Language Probes as V-information Estimators

A clarifying way to think about (and improve) probing neural networks for linguistic properties

To grapple with the question of what deep contextual models learn about language, probing experiments train classifiers to predict linguistic properties from neural representations. Probing has provided insight into the layers of deep models, but substantial debate has arisen around how probing experiments should be designed and interpreted. In this talk on ongoing work, I’ll present a framework casting probing as estimating the V-information between representations and linguistic properties. Conceptually, V-information probes measure how much usable information about a property is contained in a representation. Our framework provides clarity into the roles of the decisions made when designing probes, like the model family chosen for the probing classifier.
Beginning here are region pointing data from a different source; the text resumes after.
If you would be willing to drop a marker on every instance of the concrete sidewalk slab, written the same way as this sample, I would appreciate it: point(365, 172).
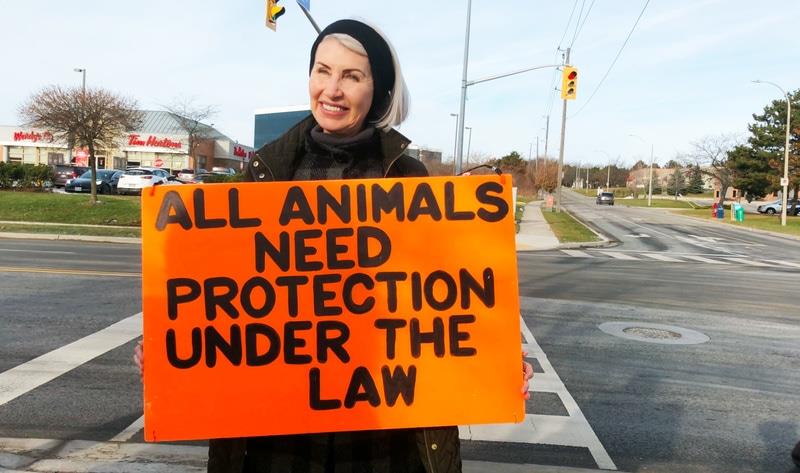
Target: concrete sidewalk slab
point(534, 231)
point(82, 456)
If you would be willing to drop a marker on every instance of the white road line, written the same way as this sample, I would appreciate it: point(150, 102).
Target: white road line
point(577, 253)
point(618, 255)
point(34, 373)
point(659, 257)
point(748, 262)
point(571, 430)
point(704, 260)
point(129, 431)
point(784, 263)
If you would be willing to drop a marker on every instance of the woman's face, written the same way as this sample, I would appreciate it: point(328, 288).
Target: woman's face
point(340, 89)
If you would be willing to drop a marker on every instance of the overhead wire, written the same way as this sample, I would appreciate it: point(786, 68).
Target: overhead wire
point(625, 43)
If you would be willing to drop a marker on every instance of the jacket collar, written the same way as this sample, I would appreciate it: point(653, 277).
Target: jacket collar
point(278, 159)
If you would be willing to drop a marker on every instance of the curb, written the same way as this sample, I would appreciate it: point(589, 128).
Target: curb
point(52, 236)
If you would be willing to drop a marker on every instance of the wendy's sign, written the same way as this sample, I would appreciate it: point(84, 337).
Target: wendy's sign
point(298, 307)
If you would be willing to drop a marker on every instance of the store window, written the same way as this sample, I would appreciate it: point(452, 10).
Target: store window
point(55, 158)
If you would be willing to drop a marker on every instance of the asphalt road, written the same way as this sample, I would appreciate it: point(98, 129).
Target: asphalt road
point(728, 404)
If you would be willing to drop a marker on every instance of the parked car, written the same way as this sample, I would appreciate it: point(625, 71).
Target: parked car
point(772, 208)
point(107, 180)
point(605, 198)
point(135, 179)
point(63, 172)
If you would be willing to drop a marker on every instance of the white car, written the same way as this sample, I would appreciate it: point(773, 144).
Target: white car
point(135, 179)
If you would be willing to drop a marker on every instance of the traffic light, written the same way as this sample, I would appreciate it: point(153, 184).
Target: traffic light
point(569, 83)
point(273, 13)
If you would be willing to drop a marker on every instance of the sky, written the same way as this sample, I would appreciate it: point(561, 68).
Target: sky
point(685, 73)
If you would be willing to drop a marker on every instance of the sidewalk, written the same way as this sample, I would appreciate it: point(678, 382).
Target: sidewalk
point(534, 231)
point(81, 456)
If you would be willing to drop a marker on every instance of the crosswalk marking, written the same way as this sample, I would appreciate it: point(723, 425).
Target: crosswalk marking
point(748, 262)
point(619, 255)
point(580, 253)
point(32, 374)
point(660, 257)
point(704, 260)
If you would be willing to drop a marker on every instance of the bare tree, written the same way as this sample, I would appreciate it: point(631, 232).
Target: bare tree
point(94, 118)
point(711, 155)
point(190, 118)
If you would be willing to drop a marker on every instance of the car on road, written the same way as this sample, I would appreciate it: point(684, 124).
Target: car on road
point(606, 198)
point(134, 180)
point(107, 180)
point(772, 208)
point(64, 172)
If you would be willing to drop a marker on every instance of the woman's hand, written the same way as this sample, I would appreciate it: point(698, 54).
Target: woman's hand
point(527, 374)
point(138, 358)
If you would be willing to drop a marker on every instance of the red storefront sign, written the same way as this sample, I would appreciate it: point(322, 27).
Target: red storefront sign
point(33, 136)
point(152, 141)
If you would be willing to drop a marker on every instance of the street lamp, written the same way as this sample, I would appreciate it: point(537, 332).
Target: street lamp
point(469, 141)
point(785, 179)
point(455, 142)
point(650, 190)
point(83, 81)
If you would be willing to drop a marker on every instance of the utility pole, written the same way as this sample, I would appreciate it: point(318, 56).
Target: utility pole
point(561, 148)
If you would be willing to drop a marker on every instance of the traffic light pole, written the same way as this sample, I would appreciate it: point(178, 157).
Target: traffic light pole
point(561, 148)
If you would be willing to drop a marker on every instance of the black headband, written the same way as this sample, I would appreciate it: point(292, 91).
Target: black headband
point(378, 54)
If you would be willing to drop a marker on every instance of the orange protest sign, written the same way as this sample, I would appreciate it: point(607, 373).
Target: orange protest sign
point(299, 307)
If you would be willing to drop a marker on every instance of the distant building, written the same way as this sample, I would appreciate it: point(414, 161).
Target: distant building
point(159, 142)
point(270, 123)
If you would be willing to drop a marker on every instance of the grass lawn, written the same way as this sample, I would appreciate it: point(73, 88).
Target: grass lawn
point(69, 208)
point(70, 230)
point(567, 229)
point(770, 223)
point(657, 203)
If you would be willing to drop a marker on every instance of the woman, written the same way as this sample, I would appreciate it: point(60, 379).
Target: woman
point(357, 95)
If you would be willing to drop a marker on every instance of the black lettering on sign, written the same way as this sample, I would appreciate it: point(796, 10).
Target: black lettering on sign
point(424, 202)
point(173, 210)
point(291, 283)
point(223, 300)
point(279, 256)
point(333, 249)
point(484, 196)
point(362, 388)
point(252, 332)
point(418, 337)
point(326, 200)
point(173, 298)
point(314, 395)
point(291, 343)
point(257, 282)
point(347, 293)
point(391, 278)
point(450, 211)
point(327, 341)
point(469, 285)
point(391, 326)
point(200, 212)
point(296, 207)
point(232, 350)
point(457, 336)
point(363, 237)
point(301, 251)
point(172, 349)
point(399, 383)
point(233, 210)
point(386, 202)
point(322, 295)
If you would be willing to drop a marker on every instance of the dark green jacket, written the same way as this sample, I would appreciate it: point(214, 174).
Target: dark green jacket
point(439, 447)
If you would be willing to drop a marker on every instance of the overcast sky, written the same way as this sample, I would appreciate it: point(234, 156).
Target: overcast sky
point(684, 74)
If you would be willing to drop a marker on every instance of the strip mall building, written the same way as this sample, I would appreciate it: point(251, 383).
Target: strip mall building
point(160, 142)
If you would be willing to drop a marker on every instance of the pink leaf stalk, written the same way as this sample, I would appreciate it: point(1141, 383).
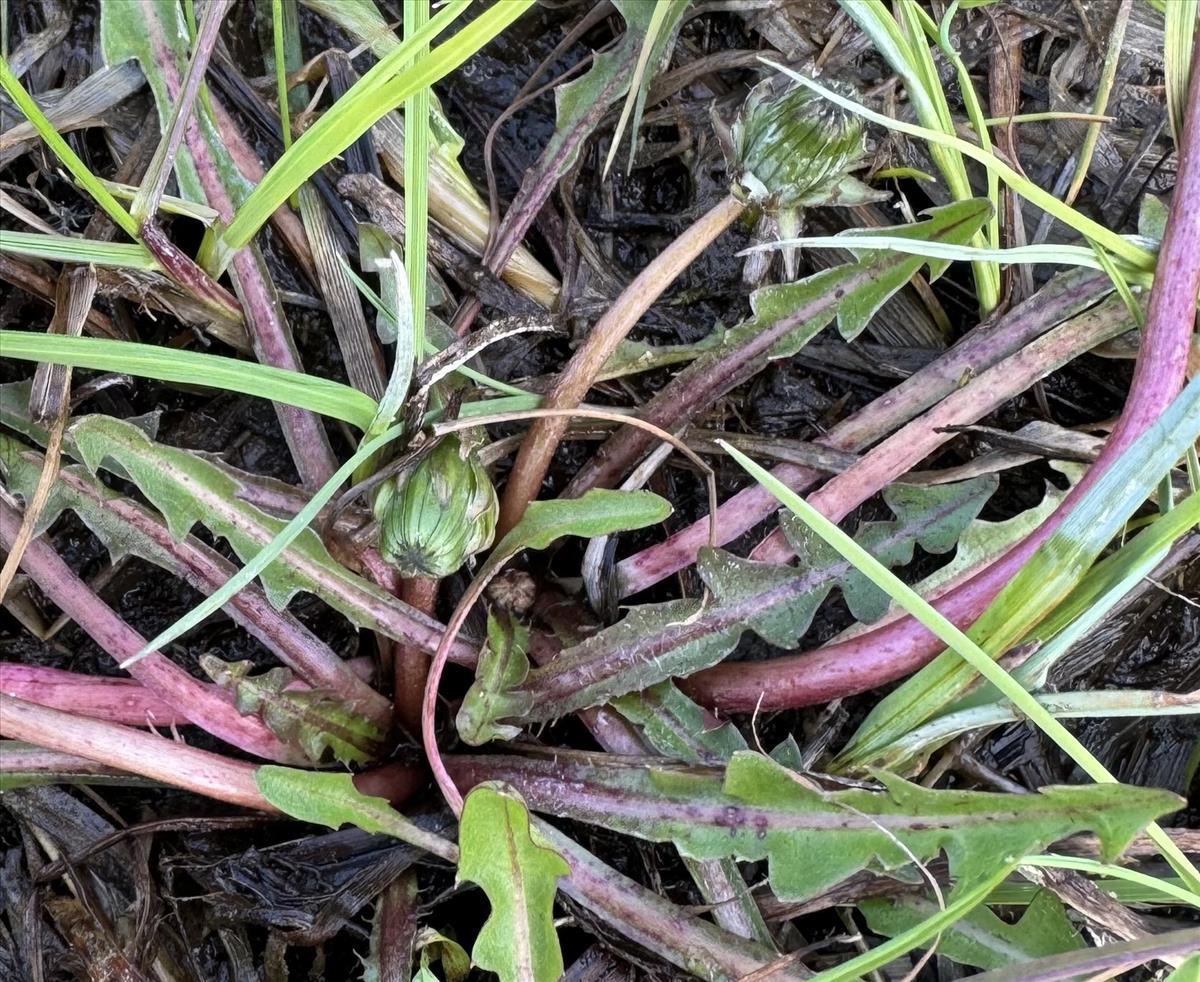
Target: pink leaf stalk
point(269, 331)
point(189, 696)
point(900, 647)
point(136, 752)
point(982, 348)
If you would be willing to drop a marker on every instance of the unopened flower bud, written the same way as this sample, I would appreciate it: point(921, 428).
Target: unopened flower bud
point(439, 515)
point(792, 147)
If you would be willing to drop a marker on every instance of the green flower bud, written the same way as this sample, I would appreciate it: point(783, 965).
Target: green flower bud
point(441, 515)
point(791, 148)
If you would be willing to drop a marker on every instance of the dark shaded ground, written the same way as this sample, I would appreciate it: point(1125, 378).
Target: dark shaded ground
point(252, 902)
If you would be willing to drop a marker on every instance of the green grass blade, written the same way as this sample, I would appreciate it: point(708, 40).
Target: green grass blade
point(70, 249)
point(1059, 255)
point(1177, 48)
point(319, 395)
point(417, 179)
point(954, 639)
point(89, 181)
point(1134, 255)
point(267, 556)
point(377, 93)
point(961, 904)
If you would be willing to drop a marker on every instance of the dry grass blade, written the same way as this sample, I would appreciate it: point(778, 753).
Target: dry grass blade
point(49, 403)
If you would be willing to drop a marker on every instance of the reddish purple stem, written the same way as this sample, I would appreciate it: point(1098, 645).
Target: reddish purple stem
point(269, 333)
point(133, 750)
point(895, 650)
point(979, 349)
point(189, 696)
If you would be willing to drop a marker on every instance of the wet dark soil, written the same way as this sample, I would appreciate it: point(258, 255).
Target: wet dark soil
point(226, 896)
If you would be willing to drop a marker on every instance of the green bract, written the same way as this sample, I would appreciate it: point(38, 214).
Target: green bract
point(442, 514)
point(791, 147)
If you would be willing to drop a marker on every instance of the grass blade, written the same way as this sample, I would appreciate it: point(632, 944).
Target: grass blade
point(307, 391)
point(967, 650)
Under this framework, I’ll present conditional probes, a general method for controlling for unwanted effects in probing, enabling us to ask questions like “what has this representation encoded about a linguistic property other than what’s explainable by a baseline representation?” I’ll then show why this can matter: for example, in English probing experiments, I’ll use conditional probes to study what RoBERTa encodes about part-of-speech other than what’s explainable by non-contextual embeddings, finding that this information propagates much deeper into the model than earlier probing results suggest.


John is a 3rd year PhD student in computer science at Stanford University, advised by Chris Manning and Percy Liang. He works on understanding and improving how neural networks learn and process human languages.